Yeah, definitely. I’ve kept in close contact with Jiovanni, Lucy, and Alex. Jiovanni lives in Florida and I saw him about a year ago when he came up for the screening for the people in the film, which we had at Lucy’s house. It’s funny because they’re all big teenagers now, so there was a lot of laughing during the screening [since] they see themselves as little kids then and I think it was a sort of therapeutic, reflective experience for Jiovanni in some ways. Lucy still lives in New Jersey and she’s actually going to public school now of her own volition. She had mostly unschooled at home, which is like free schooling at home, but she didn’t have as many friends who were unschooling, so she decided to go to public school.
Alex and I are actually together now. We live in Brooklyn and he’s on to other projects. He’s trying to start an adventure playground in Brooklyn, which is like a free school playground.
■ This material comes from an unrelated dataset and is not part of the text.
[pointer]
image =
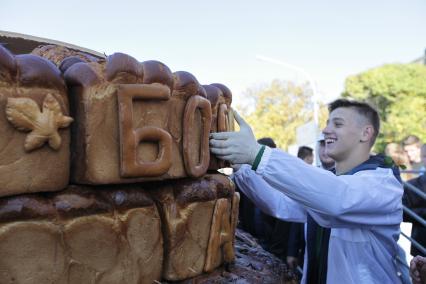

You plan and design and open space for preschool kids and give them what’s called loose parts materials and the idea is not to have a pre-determined plastic, enclosed space for kids, but to let them make their own fun, which is interesting because in places like New York City, kids just have less and less open space like that these days, so the idea is you guys need to start designing that kind of thing.
I just hope he’s sane and happy after seeing the kind of year he had starting this school.
Yeah, the movie really shows a lot of change and transitions for everyone. Obviously, you’re watching kids, so you’re watching the young people go through a lot of learning. But the whole notion of a free school was very new to almost everyone involved, so the whole endeavor was somewhat in its infant stage and I think Alex learned a lot about himself and how to be around kids, and what he thinks about education during that year — adults learn as much from kids as kids do from adults. And I do feel it was like watching yourself during your middle school years or maybe a period when you were really going through a lot of change which is positive, but also maybe sometimes difficult to watch.
I’m amazed that the people were gracious enough and open enough to let me film that. We all struggle and I think it’s really important for us to see people struggling and things not being perfect. I’d rather film people who are trying something new and whose faces are alive than someone who has been doing the same thing for 35 years, in the same way and look dead or is staring at their computer. That’s not something I want to film. I know [“Approaching the Elephant”] includes a lot of ups and downs and I think it can be difficult for the viewer or for the people in it, but I think that’s important. Movies can be therapeutic in a way and remind us that we’re all human.